Region | Iraq

US troops repel coordinated rebel attack in north Baghdad

About 50 insurgents mounted a brazen attack on Iraqi forces in Baghdad on Monday, prompting US troops to provide support in a battle that lasted seven hours, a US military spokesman said.

  • Agencies
  • Published: 00:00 April 18, 2006
  • Gulf News

Baghdad: About 50 insurgents mounted a brazen attack on Iraqi forces in Baghdad on Monday, prompting US troops to provide support in a battle that lasted seven hours, a US military spokesman said.

The guerrillas attacked Iraqi forces in the mostly Sunni Arab district of Adhamiya in northern Baghdad overnight. Five rebels were killed and one member of the Iraqi forces was wounded. There were no US casualties, said the spokesman.

"It was quite a battle. It lasted seven hours," he said.

While insurgents mount such attacks in their strongholds in western Anbar province, they are rare in the Iraqi capital.

Anbar was largely spared the wave of sectarian violence which has swept much of Iraq since the February 22 bombing of a Shiite shrine in Samarra - largely because the province is overwhelmingly Sunni.

Most of the sectarian violence has occurred in Baghdad and other religiously mixed areas. A Shiite cleric was killed Monday night in southwest Baghdad during a drive-by shooting, police said.

The US military also said insurgent attacks at a government centre and mosque were repulsed on Monday in Ramadi, west of Baghdad.

The attacks involved "multiple homicide car bombs, mortars, rocket-propelled grenades, and heavy machine gun and small arms fire ... and appeared to be closely coordinated," a military statement said.

The bold attack in Baghdad raises fresh questions about security in the capital as Iraqi leaders struggle to form a unity government they hope can avert a sectarian civil war.

The withdrawal of US troops depends on the performance of Iraq's security forces, who are struggling to curb insurgent suicide bombings, shootings and assassinations as well as a rise in sectarian violence.

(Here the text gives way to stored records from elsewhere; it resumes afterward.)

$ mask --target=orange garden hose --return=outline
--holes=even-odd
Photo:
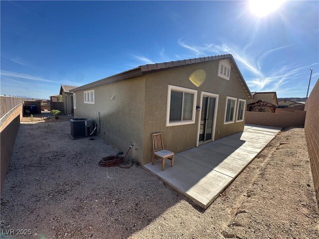
[[[128,150],[125,155],[125,156],[123,158],[120,155],[111,155],[108,156],[107,157],[105,157],[102,158],[100,162],[99,162],[99,166],[101,167],[119,167],[121,168],[130,168],[131,167],[133,166],[133,164],[134,162],[132,160],[132,164],[129,167],[122,167],[120,165],[123,162],[126,156],[127,156],[130,150],[134,144],[132,144],[130,147],[130,148]]]

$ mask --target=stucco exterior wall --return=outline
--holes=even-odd
[[[175,153],[196,146],[200,112],[196,111],[195,123],[166,126],[168,85],[197,90],[197,106],[202,91],[219,95],[215,140],[243,130],[244,121],[224,124],[226,97],[247,100],[247,96],[232,69],[229,81],[217,76],[218,63],[216,60],[193,64],[146,75],[143,163],[152,160],[152,134],[155,132],[162,133],[165,149]],[[190,75],[198,70],[204,70],[206,74],[205,81],[199,87],[189,80]]]
[[[64,108],[64,114],[67,115],[71,115],[72,113],[72,104],[71,102],[73,101],[71,99],[71,96],[73,96],[73,93],[68,93],[64,92],[62,93],[62,100],[63,102],[63,107]],[[66,101],[65,101],[65,97],[67,98]]]
[[[94,90],[95,104],[84,104],[84,92],[91,90]],[[134,144],[130,155],[142,163],[145,93],[143,76],[77,91],[74,118],[93,120],[94,127],[100,112],[99,136],[123,151]]]

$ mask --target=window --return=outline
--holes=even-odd
[[[219,61],[218,76],[222,78],[229,80],[230,77],[231,65],[227,59]]]
[[[235,109],[237,99],[227,96],[226,99],[226,107],[225,109],[224,124],[231,123],[234,122]]]
[[[195,123],[197,91],[168,86],[166,126]]]
[[[238,99],[238,107],[237,108],[237,117],[236,120],[236,122],[240,122],[244,120],[244,116],[245,116],[245,112],[246,111],[246,101]]]
[[[84,103],[85,104],[94,104],[94,90],[84,92]]]
[[[76,100],[75,99],[75,93],[73,93],[73,109],[76,109]]]

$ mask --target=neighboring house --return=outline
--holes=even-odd
[[[67,86],[61,85],[60,88],[60,95],[62,96],[62,101],[63,102],[64,113],[71,115],[74,113],[73,107],[73,93],[70,91],[77,86]]]
[[[101,116],[100,135],[143,164],[152,134],[175,153],[244,129],[251,93],[230,54],[139,66],[73,90],[74,117]]]
[[[253,99],[247,102],[247,111],[275,113],[278,105],[276,92],[253,92]]]
[[[286,108],[287,107],[292,107],[297,106],[304,106],[305,103],[296,102],[295,101],[290,101],[289,100],[281,100],[278,101],[279,108]]]
[[[50,101],[52,101],[52,102],[57,102],[58,96],[51,96],[50,97]]]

Adhamiya residents said Shiite militiamen accompanied the Iraqi forces. That could not be independently confirmed.

Sunni leaders have accused the Shiite-led Interior Ministry of sanctioning militia death squads, a charge the government denies.

"Adhamiya residents have taken up arms to prevent the Shiite militia from entering. There are bodies on Omar bin Abdul Aziz street, but police forces can't get to the area," said the police official.

It was not clear if the bodies were civilians, insurgents or government forces.